Reputation: 518
I designed a remote server - client pipeline, which is supposed to load the model on the server and stream the output of the model. At the moment, the output is correctly streamed, but only inside the server, meaning that the output displayed on the client side is the full one.

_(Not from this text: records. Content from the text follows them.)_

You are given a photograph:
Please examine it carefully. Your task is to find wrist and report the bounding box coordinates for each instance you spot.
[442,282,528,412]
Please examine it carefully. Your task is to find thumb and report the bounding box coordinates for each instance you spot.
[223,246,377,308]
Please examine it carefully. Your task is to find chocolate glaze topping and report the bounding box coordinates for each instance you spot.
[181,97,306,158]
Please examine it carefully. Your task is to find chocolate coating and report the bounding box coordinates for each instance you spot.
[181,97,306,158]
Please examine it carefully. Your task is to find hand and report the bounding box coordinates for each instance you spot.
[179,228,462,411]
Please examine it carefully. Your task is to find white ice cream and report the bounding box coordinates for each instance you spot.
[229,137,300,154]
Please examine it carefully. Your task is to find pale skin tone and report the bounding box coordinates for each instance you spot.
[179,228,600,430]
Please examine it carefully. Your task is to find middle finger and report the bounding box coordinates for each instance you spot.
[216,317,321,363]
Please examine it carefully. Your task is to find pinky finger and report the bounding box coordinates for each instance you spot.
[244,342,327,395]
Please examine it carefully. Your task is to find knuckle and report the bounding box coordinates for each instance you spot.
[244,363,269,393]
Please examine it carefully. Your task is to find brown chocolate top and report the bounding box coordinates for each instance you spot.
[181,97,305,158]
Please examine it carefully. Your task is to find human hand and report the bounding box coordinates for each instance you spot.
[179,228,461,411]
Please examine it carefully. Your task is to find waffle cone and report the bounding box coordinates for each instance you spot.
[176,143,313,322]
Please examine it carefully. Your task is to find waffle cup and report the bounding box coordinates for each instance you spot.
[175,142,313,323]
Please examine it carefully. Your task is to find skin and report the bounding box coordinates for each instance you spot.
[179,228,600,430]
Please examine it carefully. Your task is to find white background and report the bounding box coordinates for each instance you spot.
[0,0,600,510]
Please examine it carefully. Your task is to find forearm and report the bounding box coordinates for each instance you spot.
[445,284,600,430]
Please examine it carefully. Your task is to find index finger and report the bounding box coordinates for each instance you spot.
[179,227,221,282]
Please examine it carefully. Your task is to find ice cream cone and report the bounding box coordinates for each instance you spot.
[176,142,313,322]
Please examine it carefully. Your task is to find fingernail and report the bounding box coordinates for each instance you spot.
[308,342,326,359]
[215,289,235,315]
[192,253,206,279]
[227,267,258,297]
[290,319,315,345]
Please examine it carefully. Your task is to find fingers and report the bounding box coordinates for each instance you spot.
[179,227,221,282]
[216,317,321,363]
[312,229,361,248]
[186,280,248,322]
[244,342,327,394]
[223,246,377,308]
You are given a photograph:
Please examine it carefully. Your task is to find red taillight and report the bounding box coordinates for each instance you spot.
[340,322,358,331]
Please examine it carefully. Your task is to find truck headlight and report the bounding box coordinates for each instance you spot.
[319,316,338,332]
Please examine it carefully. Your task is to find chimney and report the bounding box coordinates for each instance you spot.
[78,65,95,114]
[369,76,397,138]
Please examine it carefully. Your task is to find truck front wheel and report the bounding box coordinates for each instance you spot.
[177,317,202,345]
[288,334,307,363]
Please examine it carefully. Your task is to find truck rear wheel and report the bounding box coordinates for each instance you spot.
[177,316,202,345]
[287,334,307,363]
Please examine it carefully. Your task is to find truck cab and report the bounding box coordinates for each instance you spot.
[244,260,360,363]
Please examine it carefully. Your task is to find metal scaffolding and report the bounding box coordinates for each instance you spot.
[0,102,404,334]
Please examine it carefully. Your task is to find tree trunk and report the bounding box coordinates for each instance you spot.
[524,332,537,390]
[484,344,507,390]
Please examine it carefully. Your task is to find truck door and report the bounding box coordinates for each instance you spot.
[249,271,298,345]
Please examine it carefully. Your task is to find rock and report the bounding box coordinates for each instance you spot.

What is the issue?
Below the code to start the model on the server
from fastapi import FastAPI, Request, HTTPException
from fastapi.responses import StreamingResponse
from transformers import AutoModelForCausalLM, AutoTokenizer, TextStreamer
import torch
from pydantic import BaseModel
import sys
import os
from queue import Queue
from threading import Thread
from inference import set_model, process_audio_streaming
app = FastAPI()
# Load the tokenizer and model
model, tokenizer, args = set_model() # replace with your script
class PredictionRequest(BaseModel):
raw_feedback: str
class PredictionResponse(BaseModel):
prediction: str
class CustomTextStreamer(TextStreamer):
def __init__(self, tokenizer):
super().__init__(tokenizer)
self.queue = Queue()
def on_text(self, text: str, **kwargs):
self.queue.put(text)
def get_generated_text(self):
while True:
text = self.queue.get()
if text is None:
break
yield text
def generate_text(prompt: str, max_new_tokens: int = 256):
device = "cuda" if torch.cuda.is_available() else "cpu"
model.to(device)
inputs = tokenizer(prompt, return_tensors="pt").to(device)
streamer = CustomTextStreamer(tokenizer)
def generate():
model.generate(inputs['input_ids'], streamer=streamer, max_new_tokens=max_new_tokens)
streamer.queue.put(None) # Signal the end of generation
generation_thread = Thread(target=generate)
generation_thread.start()
return streamer.get_generated_text()
@app.post("/generate-text")
async def generate_text_endpoint(request: Request):
body = await request.json()
raw_feedback = body.get("raw_feedback")
if raw_feedback is None is None:
raise HTTPException(status_code=400, detail="raw_feedback is required")
# Process the raw feedback and accuracy
# raw_feedback = process_audio_streaming(raw_feedback, args)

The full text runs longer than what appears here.